Avec les organismes qui se sont développés dans le dernier demi-siècle, nous avons un embryon d’idée – ou une idée d’embryon – de ce qui est recherché : les états font certaines concessions à une instance supérieure, laquelle agit à son échelle pour assurer une sorte d’équilibre. Typiquement, c’est ce que font les états de la dite « zone Euro » lorsqu’ils renoncent à leur souveraineté monétaire.

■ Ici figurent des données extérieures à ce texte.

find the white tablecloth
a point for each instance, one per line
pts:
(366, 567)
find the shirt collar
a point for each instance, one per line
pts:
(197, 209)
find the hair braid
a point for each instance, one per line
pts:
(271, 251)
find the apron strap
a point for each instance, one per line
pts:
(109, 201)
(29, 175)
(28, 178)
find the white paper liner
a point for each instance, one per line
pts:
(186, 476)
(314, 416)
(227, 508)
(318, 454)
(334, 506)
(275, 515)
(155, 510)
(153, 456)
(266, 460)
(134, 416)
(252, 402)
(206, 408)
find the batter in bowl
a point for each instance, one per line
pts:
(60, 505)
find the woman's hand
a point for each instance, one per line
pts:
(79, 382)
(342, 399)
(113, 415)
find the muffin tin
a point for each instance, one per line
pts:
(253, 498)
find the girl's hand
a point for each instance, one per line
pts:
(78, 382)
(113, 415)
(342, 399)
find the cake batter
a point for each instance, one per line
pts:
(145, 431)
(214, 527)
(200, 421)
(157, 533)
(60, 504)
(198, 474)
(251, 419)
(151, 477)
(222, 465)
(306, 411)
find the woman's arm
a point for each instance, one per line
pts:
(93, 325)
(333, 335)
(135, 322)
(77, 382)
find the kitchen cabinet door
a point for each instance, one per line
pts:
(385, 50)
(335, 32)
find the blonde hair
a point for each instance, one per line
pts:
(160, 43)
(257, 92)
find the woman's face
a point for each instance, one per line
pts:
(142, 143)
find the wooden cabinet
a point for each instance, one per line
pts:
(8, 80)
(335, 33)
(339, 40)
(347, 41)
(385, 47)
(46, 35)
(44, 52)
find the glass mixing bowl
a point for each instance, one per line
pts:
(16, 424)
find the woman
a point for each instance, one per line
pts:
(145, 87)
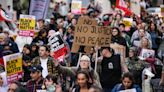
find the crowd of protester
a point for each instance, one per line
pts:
(43, 72)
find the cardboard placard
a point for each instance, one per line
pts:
(13, 66)
(39, 8)
(26, 25)
(83, 20)
(57, 45)
(76, 7)
(92, 35)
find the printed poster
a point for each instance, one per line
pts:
(27, 25)
(39, 8)
(57, 46)
(13, 66)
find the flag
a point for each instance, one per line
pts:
(4, 16)
(120, 4)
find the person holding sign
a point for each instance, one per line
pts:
(118, 39)
(127, 84)
(36, 82)
(84, 64)
(51, 84)
(110, 69)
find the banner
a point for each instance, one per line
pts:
(57, 46)
(83, 20)
(128, 23)
(39, 8)
(129, 90)
(135, 7)
(146, 53)
(4, 16)
(76, 7)
(120, 4)
(26, 25)
(92, 35)
(13, 66)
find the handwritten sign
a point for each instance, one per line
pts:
(83, 20)
(92, 35)
(13, 66)
(57, 46)
(26, 25)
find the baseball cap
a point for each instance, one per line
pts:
(85, 57)
(36, 68)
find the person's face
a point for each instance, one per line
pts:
(35, 75)
(82, 80)
(127, 83)
(12, 87)
(42, 51)
(114, 32)
(131, 53)
(48, 82)
(26, 51)
(84, 64)
(1, 81)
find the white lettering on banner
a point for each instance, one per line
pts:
(55, 42)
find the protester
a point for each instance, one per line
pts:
(83, 83)
(45, 61)
(135, 66)
(13, 86)
(127, 83)
(162, 77)
(144, 36)
(95, 89)
(3, 82)
(51, 84)
(84, 64)
(26, 62)
(36, 81)
(111, 66)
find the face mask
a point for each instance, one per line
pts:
(51, 88)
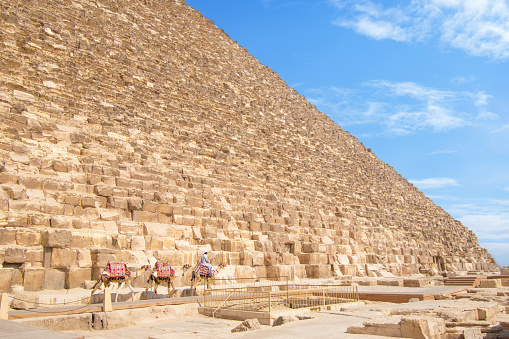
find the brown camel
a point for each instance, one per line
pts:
(197, 277)
(107, 278)
(156, 280)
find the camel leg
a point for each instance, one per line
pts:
(120, 284)
(149, 285)
(131, 288)
(156, 285)
(95, 288)
(172, 286)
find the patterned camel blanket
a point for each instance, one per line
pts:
(164, 270)
(116, 270)
(204, 270)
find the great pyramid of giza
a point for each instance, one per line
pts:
(132, 129)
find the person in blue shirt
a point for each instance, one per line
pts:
(205, 261)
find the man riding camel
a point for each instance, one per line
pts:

C’est sur cette souveraineté que les choses clochent : les États font régner, depuis qu’ils existent, la règle du « mon toit, ma loi », qui correspond à l’exercice de la souveraineté nationale la plus courante. Vous comprenez bien que dès qu’il s’agit de déléguer un petit morceau de souveraineté, les inquiétudes surgissent. « Et s’ils ne faisaient pas ce qu’il faut ? » « Et si cela nous était dommageable ? »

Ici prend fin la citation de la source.